Layer 2 Protocols Supported by L2PT

• 802.1X authentication
• 802.3ah Operation, Administration, and Maintenance (OAM) link fault management (LFM)

  Note: If you enable L2PT for untagged OAM LFM (Operation, Administration, and Maintenance of link fault management) packets, do not configure link fault management (LFM) on the corresponding access interface.

• Cisco Discovery Protocol (CDP)
• Ethernet local management interface (E-LMI)
• MVRP VLAN Registration Protocol (MVRP)
• Link Aggregation Control Protocol (LACP)

  Note: If you enable L2PT for untagged LACP packets, do not configure Link Aggregation Control Protocol (LACP) on the corresponding access interface.

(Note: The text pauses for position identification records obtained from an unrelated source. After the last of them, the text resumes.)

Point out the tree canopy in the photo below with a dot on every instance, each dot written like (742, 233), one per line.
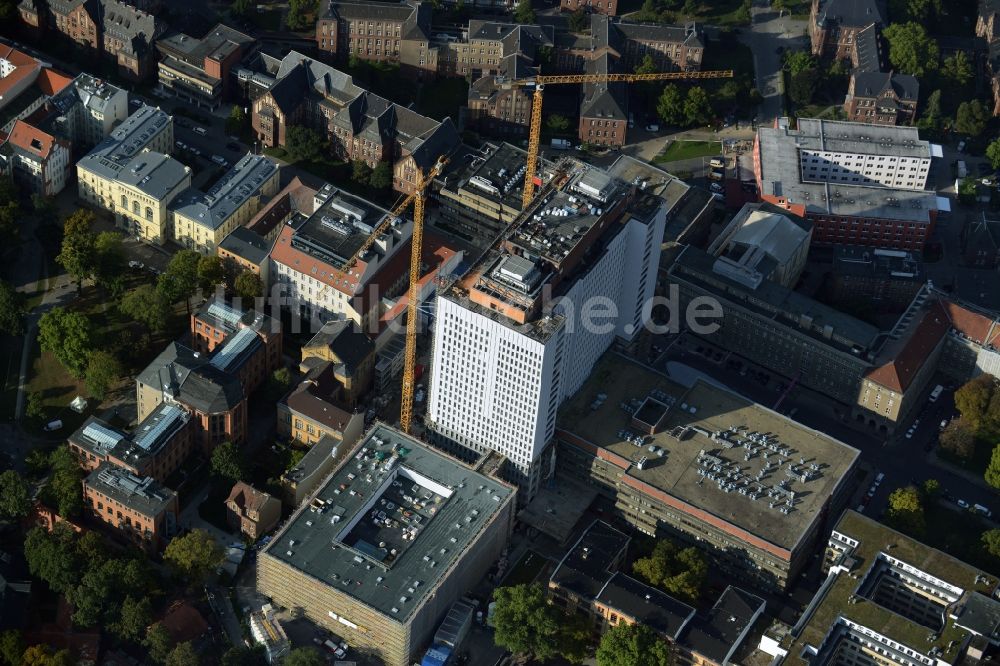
(632, 645)
(911, 49)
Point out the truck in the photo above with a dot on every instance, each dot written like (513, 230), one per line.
(450, 635)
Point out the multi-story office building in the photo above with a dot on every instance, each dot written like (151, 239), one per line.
(112, 29)
(214, 397)
(858, 183)
(139, 508)
(39, 161)
(201, 220)
(199, 70)
(707, 467)
(132, 175)
(86, 111)
(360, 125)
(891, 599)
(509, 341)
(157, 447)
(378, 31)
(381, 552)
(834, 25)
(307, 259)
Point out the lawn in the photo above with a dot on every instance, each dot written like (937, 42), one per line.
(443, 97)
(526, 569)
(688, 150)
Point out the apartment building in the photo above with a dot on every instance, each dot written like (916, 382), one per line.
(359, 124)
(316, 408)
(142, 511)
(506, 353)
(214, 397)
(759, 524)
(112, 29)
(888, 597)
(199, 70)
(251, 512)
(157, 446)
(835, 24)
(85, 112)
(39, 161)
(307, 260)
(858, 183)
(351, 353)
(131, 175)
(390, 578)
(201, 220)
(882, 98)
(378, 31)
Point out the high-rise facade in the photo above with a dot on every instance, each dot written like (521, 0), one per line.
(521, 330)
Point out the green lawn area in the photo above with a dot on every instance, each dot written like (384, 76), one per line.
(687, 150)
(526, 569)
(443, 97)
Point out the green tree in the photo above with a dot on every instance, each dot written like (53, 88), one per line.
(911, 49)
(103, 372)
(557, 123)
(906, 511)
(523, 12)
(803, 86)
(306, 656)
(146, 305)
(183, 654)
(632, 645)
(381, 176)
(248, 286)
(361, 173)
(193, 556)
(681, 572)
(697, 109)
(158, 642)
(52, 556)
(236, 121)
(78, 254)
(578, 21)
(957, 70)
(227, 462)
(180, 280)
(11, 647)
(990, 541)
(109, 260)
(211, 272)
(798, 61)
(526, 624)
(971, 118)
(303, 143)
(66, 335)
(12, 309)
(670, 105)
(15, 500)
(42, 655)
(992, 474)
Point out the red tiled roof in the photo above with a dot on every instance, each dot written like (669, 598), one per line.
(897, 374)
(30, 138)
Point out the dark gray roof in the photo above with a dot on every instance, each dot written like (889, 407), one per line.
(649, 606)
(874, 84)
(188, 378)
(345, 339)
(852, 13)
(717, 635)
(246, 244)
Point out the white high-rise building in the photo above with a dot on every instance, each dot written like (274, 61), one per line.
(510, 340)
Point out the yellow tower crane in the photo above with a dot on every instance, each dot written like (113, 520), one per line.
(539, 82)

• Link Layer Discovery Protocol (LLDP)
• Multiple MAC Registration Protocol (MMRP)
• Multiple VLAN Registration Protocol (MVRP)
• Spanning Tree Protocol (STP), Rapid Spanning Tree Protocol (RSTP), and Multiple Spanning Tree Protocol (MSTP)
• Unidirectional Link Detection (UDLD)
• VLAN Spanning Tree Protocol (VSTP)
• VLAN Trunking Protocol (VTP)

Note: You cannot configure all of these protocols on QFX Series devices. However, you can tunnel all of them through a QFX Series switch using L2PT.

How L2PT Works

L2PT works by encapsulating Layer 2 PDUs, tunneling them across a service provider network, and de-encapsulating them for delivery to their destination switches. L2PT encapsulates Layer 2 PDUs by enabling the ingress provider edge (PE) device to rewrite the PDUs’ destination media access control (DMAC) addresses before forwarding them onto the service provider network. The devices in the service provider network treat these encapsulated PDUs as multicast Ethernet packets. Upon receipt of these PDUs, the egress PE devices de-encapsulate them by replacing the DMAC addresses with the addresses of the Layer 2 protocol that is being tunneled before forwarding the PDUs to their destination switches.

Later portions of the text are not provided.